I can’t look up any more info in the book at the moment, as I’ve lent my copy to somebody. But my WAG would be: it’s more awkward to use a spoon to scoop up chunks of food on a plate than it is to use a fork, so if you’re right-handed, you’re more likely to use the knife in your right hand to cut several bites’ worth, then switch the spoon to your right hand to transfer the cut food to your mouth.

Of course, this doesn’t answer the question “Why don’t you just use the knife in your right hand to shove the food into the spoon in your left?”

This is absolutely correct. In Vietnam at least, chopsticks are nearly always accompanied by an Asian-style (fake) ivory flat-bottomed soup spoon, and are only used when eating out of a small bowl (which is supposed to be brought close to the mouth anyway). When eating from a plate, western-style stainless steel forks and spoons are used.

I’m equally at home with both, having lived in a Vietnamese household for years (white guy here), and you can talk about picking up single grains of rice, slippery noodles, or button mushrooms, but I’ve gotta say that the hardest skill I learned from my Asian family and friends, and the one that took me the longest to adopt, is the skill of not being uptight about eating utensils.

I’m not talking about forgetting basic table manners (for which there are some cultural differences of which it’s a good idea to know at least the basics), but more about the fact that most Chinese and Vietnamese I know will switch back and forth between eastern and western utensils without batting an eyelid - often several times within the course of a meal. The philosophy is if it works better, just shaddup and use it. It’s now been years since I’ve looked up nervously if I’ve dropped something on the table in a Chinese restaurant. Nobody cares, and everybody does it. Left or right-handed, who cares? And Asian food always arriving at the table in nice bite-sized pieces is a bit of a myth in many cases (it’s fun to watch the look of fear sweep across a chopstick newbie’s face when the waiter brings a whole lobster or mud crab to the table, or when he drops a huge drumstick in their bowl, and there’s not a knife to be seen :d ).

As China Guy said, last night I whipped up some fried bacon sandwiches on whiteboy processed bread (not very Asian), and used the chopsticks to cook the bacon. Absolutely perfect for frying many things as they give precise control to a far better degree than a spatula or tongs, and they don’t scratch the teflon.

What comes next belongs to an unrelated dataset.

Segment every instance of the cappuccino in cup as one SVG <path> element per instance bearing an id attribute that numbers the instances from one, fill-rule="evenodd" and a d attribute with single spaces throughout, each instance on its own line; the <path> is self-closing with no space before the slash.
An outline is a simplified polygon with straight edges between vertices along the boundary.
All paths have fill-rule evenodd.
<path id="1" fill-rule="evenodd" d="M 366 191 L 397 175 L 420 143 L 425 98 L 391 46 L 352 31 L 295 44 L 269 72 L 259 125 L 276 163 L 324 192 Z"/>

Chopsticks are also great for when you’re assembling something and you drop a vital but tiny screw down into a gap which is too small for your fingers. My wife has a huge pair of cooking chopsticks (about 15" long) which are great for many non-cooking applications.

Well, I’m not sure which was “proper European manners” first, but I do know that when I was a boy my mother would sternly correct my poor table manners: no elbows on the table, no talking with your mouth full, keep napkin in lap, cough or sneeze away from the table, and only bring food to your mouth with your right hand. She was raised in a very prim and proper Southern aristocratic household in a small town on the Savannah river in Georgia.

So, I was taught to put down the knife, and use the fork in my right hand to bring cut food to my mouth. Presumably, these “proper” manners were brought over from England in the colonial days, and didn’t change much during the Plantation era.

However, when I grew up, went to college, and learned that the “proper European” way to eat steak is to use the left hand to bring a cut morsel to the mouth, and make sure the bottom of the fork points away from your face, well, I abandoned my “proper American” steak habits lickety-split.

But of course, when I also learned that the proper way to eat soup in Japan is to pick up the bowl with both hands and slurp it loudly, I promptly adopted that mannerism with much gusto as well. :smiley:

Forks didn’t come into general use until well after the English settlement of America. Indeed, for many years the church opposed the use of forks, asserting that god preferred people to use their god-given fingers. That’s the reason for the divergence between American and European use – they were introduced separately to the two continents and the etiquette developed independently.